[EMAIL PROTECTED] wrote:

I think Bjarne could be right, but I also see a 19th century shirt...the 1st half of it anyway. The shirt becomes what we generally think of as a shirt today [yolk, shaped sleeve heads] in the 2nd half of the 19th century. Before that, a shirt is cut in all rectangular and square pieces.


I've got the pattern in hand, and it is mostly squares. There's slight shaping at the shoulders of the body pieces. Views A and B, the ones with buttons and the one with the ruffle and the book, look a lot like the shirt diagram in Waugh ... minus the shoulder gusset.

The shape of collars really give away the period in the 19th century too. That very high collar with the ends of it near your ears can be found early on in the period till the 1830s and 40s. [You don't seem to get the starched detachable collars till the last half.]

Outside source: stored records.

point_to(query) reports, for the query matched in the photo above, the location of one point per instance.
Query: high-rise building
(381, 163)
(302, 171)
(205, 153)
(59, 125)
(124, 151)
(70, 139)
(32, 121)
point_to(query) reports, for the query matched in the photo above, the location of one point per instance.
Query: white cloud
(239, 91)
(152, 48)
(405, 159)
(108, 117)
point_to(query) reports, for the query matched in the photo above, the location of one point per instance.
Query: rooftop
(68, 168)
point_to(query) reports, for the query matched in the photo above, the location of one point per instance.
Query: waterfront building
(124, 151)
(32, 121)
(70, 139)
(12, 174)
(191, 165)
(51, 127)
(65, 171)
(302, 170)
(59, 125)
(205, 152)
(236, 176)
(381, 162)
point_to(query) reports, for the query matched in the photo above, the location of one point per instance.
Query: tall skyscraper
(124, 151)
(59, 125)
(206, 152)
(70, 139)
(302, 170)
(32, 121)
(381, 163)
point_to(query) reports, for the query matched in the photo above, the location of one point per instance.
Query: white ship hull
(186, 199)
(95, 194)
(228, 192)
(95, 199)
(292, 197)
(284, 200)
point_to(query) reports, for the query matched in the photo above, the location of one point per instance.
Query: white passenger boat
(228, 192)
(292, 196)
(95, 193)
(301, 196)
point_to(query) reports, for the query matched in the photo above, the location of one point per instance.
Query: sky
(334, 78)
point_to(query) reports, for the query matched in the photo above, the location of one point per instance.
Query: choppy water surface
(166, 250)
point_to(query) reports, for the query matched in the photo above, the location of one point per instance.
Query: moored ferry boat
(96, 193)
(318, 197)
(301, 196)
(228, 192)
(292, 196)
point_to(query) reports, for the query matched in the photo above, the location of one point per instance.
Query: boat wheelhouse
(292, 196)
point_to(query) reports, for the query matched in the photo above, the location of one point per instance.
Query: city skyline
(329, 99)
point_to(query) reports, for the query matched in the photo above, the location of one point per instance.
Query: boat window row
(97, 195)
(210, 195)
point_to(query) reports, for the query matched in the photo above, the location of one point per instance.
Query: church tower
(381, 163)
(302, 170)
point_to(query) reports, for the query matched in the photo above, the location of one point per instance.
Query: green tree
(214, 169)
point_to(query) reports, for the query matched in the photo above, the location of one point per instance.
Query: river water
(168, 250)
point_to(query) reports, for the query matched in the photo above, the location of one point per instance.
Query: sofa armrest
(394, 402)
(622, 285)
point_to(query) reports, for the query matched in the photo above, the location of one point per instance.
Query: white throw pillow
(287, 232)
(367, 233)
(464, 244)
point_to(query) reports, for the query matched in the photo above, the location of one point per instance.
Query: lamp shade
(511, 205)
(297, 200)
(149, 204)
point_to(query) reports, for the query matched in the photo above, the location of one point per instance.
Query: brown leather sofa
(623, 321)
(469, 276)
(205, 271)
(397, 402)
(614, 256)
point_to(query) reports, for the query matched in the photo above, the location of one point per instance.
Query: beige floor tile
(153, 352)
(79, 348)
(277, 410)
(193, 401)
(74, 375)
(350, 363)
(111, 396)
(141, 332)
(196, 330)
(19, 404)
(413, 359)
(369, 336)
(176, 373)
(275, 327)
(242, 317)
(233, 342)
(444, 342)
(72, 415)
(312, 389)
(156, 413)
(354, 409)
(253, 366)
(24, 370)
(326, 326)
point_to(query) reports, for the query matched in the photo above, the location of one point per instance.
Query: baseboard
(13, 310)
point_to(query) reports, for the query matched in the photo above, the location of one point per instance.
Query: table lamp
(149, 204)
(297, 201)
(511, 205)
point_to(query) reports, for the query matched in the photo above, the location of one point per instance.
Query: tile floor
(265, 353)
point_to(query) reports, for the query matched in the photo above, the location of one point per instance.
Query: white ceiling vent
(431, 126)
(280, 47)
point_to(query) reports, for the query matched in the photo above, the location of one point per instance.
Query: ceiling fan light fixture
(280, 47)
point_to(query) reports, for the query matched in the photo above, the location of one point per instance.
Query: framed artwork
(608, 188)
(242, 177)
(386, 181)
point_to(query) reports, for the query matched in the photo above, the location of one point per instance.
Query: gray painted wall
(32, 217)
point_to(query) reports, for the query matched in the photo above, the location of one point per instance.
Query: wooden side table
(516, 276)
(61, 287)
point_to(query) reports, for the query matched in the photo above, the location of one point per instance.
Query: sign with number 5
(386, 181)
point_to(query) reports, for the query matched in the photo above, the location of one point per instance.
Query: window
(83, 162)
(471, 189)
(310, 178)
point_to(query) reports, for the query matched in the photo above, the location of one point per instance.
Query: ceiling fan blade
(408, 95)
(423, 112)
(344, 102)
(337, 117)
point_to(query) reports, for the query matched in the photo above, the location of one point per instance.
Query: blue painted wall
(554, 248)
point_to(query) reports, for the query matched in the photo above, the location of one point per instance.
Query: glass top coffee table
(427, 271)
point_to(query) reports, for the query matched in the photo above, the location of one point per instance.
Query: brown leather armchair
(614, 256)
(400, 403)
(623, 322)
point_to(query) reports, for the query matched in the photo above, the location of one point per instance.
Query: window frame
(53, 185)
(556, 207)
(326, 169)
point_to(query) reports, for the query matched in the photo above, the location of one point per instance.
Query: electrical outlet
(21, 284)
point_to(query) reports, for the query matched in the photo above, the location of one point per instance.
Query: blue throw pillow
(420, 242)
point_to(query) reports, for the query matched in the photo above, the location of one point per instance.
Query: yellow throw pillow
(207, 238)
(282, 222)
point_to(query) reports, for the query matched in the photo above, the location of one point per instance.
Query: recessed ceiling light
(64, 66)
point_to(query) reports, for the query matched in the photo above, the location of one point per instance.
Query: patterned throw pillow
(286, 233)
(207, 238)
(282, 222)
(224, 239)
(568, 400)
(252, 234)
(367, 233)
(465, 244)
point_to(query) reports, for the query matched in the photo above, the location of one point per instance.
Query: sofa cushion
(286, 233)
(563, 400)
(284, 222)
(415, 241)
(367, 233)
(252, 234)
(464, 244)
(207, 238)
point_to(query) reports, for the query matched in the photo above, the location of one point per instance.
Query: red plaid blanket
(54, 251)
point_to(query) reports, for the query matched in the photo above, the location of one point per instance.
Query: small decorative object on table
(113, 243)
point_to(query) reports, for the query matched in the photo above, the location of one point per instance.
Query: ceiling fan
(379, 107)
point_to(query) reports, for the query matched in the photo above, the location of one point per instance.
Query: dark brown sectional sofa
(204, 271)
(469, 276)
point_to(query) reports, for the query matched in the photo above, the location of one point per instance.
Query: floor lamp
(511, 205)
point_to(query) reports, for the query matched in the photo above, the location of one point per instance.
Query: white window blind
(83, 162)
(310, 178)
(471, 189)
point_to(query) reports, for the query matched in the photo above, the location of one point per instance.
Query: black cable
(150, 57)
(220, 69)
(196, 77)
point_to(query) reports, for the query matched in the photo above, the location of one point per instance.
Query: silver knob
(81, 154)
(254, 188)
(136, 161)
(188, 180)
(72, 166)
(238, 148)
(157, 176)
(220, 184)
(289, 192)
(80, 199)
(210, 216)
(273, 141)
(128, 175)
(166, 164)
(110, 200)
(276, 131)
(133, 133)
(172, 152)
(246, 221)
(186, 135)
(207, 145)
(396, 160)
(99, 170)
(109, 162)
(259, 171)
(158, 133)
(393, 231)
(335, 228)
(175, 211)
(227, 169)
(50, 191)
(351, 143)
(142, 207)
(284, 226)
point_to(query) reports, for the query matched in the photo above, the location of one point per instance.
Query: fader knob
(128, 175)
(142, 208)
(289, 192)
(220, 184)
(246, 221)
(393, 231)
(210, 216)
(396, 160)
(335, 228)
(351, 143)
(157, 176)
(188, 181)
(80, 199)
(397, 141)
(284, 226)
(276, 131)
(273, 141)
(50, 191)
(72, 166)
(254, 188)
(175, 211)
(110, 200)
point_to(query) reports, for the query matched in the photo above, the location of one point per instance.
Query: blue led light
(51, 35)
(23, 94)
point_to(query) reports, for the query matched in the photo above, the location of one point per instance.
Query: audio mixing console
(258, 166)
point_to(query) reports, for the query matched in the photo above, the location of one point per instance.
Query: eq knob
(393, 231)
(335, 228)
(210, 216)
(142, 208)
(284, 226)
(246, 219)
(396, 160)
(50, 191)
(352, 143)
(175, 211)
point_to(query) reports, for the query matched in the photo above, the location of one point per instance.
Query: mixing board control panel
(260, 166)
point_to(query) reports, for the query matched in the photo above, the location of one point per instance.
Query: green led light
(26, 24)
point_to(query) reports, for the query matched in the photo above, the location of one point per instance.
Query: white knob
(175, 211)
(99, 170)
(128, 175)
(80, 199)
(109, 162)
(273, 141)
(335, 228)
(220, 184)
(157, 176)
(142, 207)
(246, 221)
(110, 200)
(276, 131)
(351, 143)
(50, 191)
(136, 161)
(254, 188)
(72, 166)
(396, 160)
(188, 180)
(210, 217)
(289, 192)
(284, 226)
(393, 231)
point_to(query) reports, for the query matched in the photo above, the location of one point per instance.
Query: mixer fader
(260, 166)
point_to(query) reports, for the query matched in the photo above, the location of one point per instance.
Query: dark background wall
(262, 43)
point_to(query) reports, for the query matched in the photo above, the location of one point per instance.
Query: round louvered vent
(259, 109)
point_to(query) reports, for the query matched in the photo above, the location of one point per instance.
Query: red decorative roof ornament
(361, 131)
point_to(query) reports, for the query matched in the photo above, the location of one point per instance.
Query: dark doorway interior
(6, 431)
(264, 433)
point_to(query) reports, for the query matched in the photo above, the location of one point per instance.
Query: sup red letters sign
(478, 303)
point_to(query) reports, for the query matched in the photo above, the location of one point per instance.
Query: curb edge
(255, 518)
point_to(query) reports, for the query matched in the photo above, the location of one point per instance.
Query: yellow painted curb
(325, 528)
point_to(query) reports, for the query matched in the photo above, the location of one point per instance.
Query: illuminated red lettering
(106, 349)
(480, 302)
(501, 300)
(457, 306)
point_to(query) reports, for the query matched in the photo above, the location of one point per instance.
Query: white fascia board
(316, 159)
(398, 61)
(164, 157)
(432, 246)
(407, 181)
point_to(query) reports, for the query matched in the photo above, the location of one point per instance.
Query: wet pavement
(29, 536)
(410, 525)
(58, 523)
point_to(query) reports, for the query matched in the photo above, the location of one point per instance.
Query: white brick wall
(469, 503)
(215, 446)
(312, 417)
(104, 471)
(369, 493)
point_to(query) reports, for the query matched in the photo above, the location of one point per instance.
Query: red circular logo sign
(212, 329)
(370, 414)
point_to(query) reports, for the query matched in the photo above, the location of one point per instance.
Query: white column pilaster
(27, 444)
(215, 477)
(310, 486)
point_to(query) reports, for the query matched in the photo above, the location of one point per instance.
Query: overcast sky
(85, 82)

The one in Waugh has a 4" collar, which is what the pattern has. Are you saying the collars in the 1700's would have been a lot narrower than that? She dates the shirt 1700-1810.

Do you know if a ruffle on the front would have been worn early in the 18th century? That's mostly what I was interested in finding out.

The neck stock says mid 19th century to me and I was planning on not using it.


I really hate the laced up the placket "pirate" look.

Agree with you on the laced up look. Ew. FWIW, there are two styles of shirt in the pattern, A&B seem historically based, C&D use different sleeves and collars, no gussets, and so forth.